L’habitat traditionnel
Les maisons sont généralement construites en bambou, montées sur des pilotis en bois. La pièce à vivre est donc systématiquement surélevée. Ces demeures sont pourvues de toits de chaume assez raides ainsi que de vérandas. Elles vont de 5 à 12 mètres de hauteur en fonction de leur ancienneté : des étages peuvent être ajoutés au fil du temps. Les plus hautes sont donc aussi les plus anciennes. Sous la maison, la famille place habituellement les bêtes ainsi que divers ustensiles, comme de larges mortiers en bois ou encore des métiers à tisser.
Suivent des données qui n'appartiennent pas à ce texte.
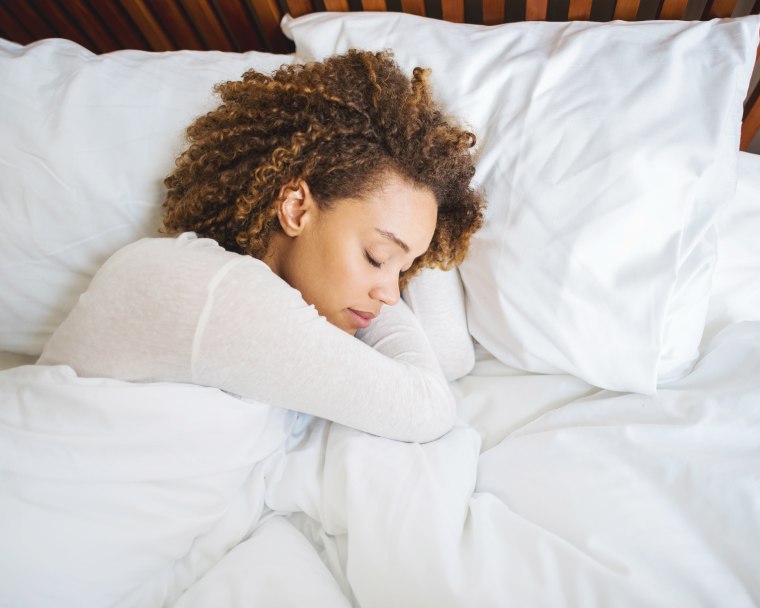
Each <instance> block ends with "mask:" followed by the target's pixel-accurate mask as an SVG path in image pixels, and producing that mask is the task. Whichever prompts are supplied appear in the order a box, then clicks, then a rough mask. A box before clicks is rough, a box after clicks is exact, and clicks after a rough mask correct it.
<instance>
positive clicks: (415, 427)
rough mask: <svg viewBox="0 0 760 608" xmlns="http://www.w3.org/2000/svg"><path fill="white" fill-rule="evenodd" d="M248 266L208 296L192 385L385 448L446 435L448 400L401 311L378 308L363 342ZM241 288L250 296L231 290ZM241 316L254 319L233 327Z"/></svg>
mask: <svg viewBox="0 0 760 608" xmlns="http://www.w3.org/2000/svg"><path fill="white" fill-rule="evenodd" d="M250 262H251V264H245V265H240V266H239V267H236V268H235V269H233V270H232V271H231V272H229V273H228V275H227V276H226V277H225V279H224V280H222V281H221V282H219V284H218V285H217V286H216V289H215V293H214V298H213V299H214V301H215V302H216V303H215V304H214V305H213V306H212V309H211V312H210V313H209V315H208V320H207V325H206V327H205V329H204V330H203V337H202V340H201V347H200V350H199V355H198V358H197V359H196V361H195V365H194V368H193V369H194V379H193V381H194V382H198V383H199V384H208V385H212V386H220V387H222V388H225V389H226V390H230V391H232V392H235V393H237V394H239V395H243V396H246V397H252V398H255V399H257V400H260V401H264V402H266V403H270V404H273V405H278V406H281V407H286V408H289V409H293V410H298V411H301V412H305V413H307V414H313V415H316V416H320V417H322V418H327V419H329V420H333V421H335V422H339V423H341V424H345V425H347V426H351V427H353V428H357V429H360V430H363V431H367V432H369V433H373V434H376V435H381V436H384V437H389V438H392V439H399V440H404V441H421V442H422V441H430V440H432V439H436V438H437V437H439V436H441V435H443V434H444V433H446V432H447V431H448V430H449V429H450V428H451V426H452V425H453V423H454V418H455V403H454V398H453V395H452V394H451V391H450V389H449V387H448V385H447V383H446V380H445V378H444V377H443V375H442V373H441V371H440V368H439V365H438V362H437V360H436V358H435V354H434V353H433V351H432V349H431V347H430V345H429V343H428V341H427V338H426V336H425V334H424V332H423V330H422V328H421V326H420V324H419V321H418V320H417V319H416V317H415V316H414V314H413V313H412V312H411V311H410V310H409V308H408V307H407V306H406V305H405V304H404V303H403V302H400V303H399V304H398V305H397V306H394V307H387V306H385V307H383V310H382V312H381V314H380V315H379V316H378V318H377V319H375V320H374V321H373V322H372V324H371V325H370V327H369V328H367V329H366V330H363V332H362V334H361V338H362V340H363V341H364V342H363V341H361V340H358V339H356V338H354V337H352V336H350V335H348V334H347V333H345V332H343V331H342V330H340V329H338V328H336V327H334V326H333V325H331V324H330V323H328V322H327V321H326V320H325V319H324V318H323V317H320V316H319V315H318V314H317V312H316V310H315V309H314V307H312V306H308V305H307V304H306V303H305V302H304V301H303V299H302V298H301V295H300V293H298V292H297V291H296V290H294V289H292V288H291V287H289V286H288V285H287V284H286V283H285V282H284V281H282V279H280V278H279V277H277V276H276V275H274V274H273V273H272V272H271V271H269V269H268V268H260V267H258V266H257V265H262V266H263V264H262V263H261V262H258V261H257V260H250ZM246 284H247V285H249V286H253V285H256V289H250V288H249V289H241V288H240V286H241V285H246ZM246 310H250V311H253V310H255V311H256V312H255V314H256V315H257V317H258V318H257V319H251V322H250V323H243V322H241V320H242V319H245V315H246V313H245V311H246ZM233 319H234V320H236V321H234V322H231V320H233ZM365 342H366V343H365ZM220 363H222V364H221V365H220Z"/></svg>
Près de la maison se trouve traditionnellement un grenier à riz, un potager ou verger… La qualité de l’habitat est en général plus vétuste dans les zones montagneuses que dans les plaines du Sud.
Le pays compte plusieurs groupes ethniques qui ont chacun développé leur style architectural en fonction des conditions climatiques et géographiques de leur lieu de vie. Les Hmong ont des toitures reconnaissables à leurs larges tuiles en bois, que l’on retrouve aussi dans le Sud de la Chine. Les Iu Mien, construisent des maisons qui ne sont pas, pour leur part, bâties sur pilotis. Elles se distinguent par des toits descendant parfois jusqu’au sol, pour se prémunir du froid, puisqu’on les trouve en effet dans les montagnes du Nord, où les températures sont particulièrement basses durant la saison hivernale.
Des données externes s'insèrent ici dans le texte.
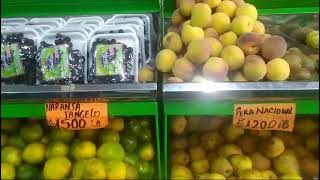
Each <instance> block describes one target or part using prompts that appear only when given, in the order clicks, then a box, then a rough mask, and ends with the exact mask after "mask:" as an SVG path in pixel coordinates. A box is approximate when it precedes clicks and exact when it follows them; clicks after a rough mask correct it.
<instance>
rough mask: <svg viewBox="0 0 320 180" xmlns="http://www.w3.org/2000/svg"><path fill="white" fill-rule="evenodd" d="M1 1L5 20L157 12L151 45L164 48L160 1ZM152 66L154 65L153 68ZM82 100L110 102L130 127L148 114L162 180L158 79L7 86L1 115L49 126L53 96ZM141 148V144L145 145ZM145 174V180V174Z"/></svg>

Les Lao Loum, «Lao du bas», sont une peuplade majoritairement lao qui regroupe les populations vivant en basse altitude, dans la vallée du Mékong ou le long de ses affluents. Les pilotis de leurs maisons leur permettent de vivre au-dessus du sol boueux pendant la saison des pluies. En fonction de la richesse des familles, les sols et les murs peuvent être faits de bambou tissé ou de planches de bois. Les toits sont en chaume, bambou, bardeaux de bois ou en tôle ondulée pour les plus récents. Dans d’anciens villages plus riches, on trouve l’utilisation de tuile d’argile, mais ce style est de moins en moins répandu depuis la fin du XXe siècle.
Les maisons du nord-est du pays ressemblent aux maisons thaï. Également dressées sur pilotis, leur toit est en pente douce, étant donné que la région est moins pluvieuse. Le chaume et la tôle ondulée sont plus fréquents dans la région d’Isaan qu’ailleurs dans le pays. Les habitations y sont construites par modules : une première cabane à laquelle viennent s’ajouter de nouvelles au fil du temps et des besoins, dans l’idée d’une architecture modulaire et précaire.
La construction des habitations se fait de manière collective : le propriétaire rassemble d’abord les matériaux nécessaires, toujours de façon locale, avant de demander à ses voisins et aux autres villageois de bâtir avec lui la structure. Une fois le gros-œuvre terminé, le propriétaire s’occupe lui-même des finitions. À la fin des travaux, il invite tous ceux qui l’ont aidé autour d’un repas festif et copieux. Cette tradition de la construction collective est disséminée parmi les ethnies du Sud-Est asiatique.
Une myriade de styles régionaux
L’architecture lao transparaît surtout à travers l’art religieux bouddhiste. Ainsi, les vat, (ou wat), temples-monastères, et les stūpa (stoupa, ou that), structures architecturales bouddhistes, sont très nombreux.
Les vat sont disséminés partout dans le pays dans une grande variété de styles architecturaux qui correspondent à trois régions distinctes : Luang Prabang, Vientiane et Xieng Khuang.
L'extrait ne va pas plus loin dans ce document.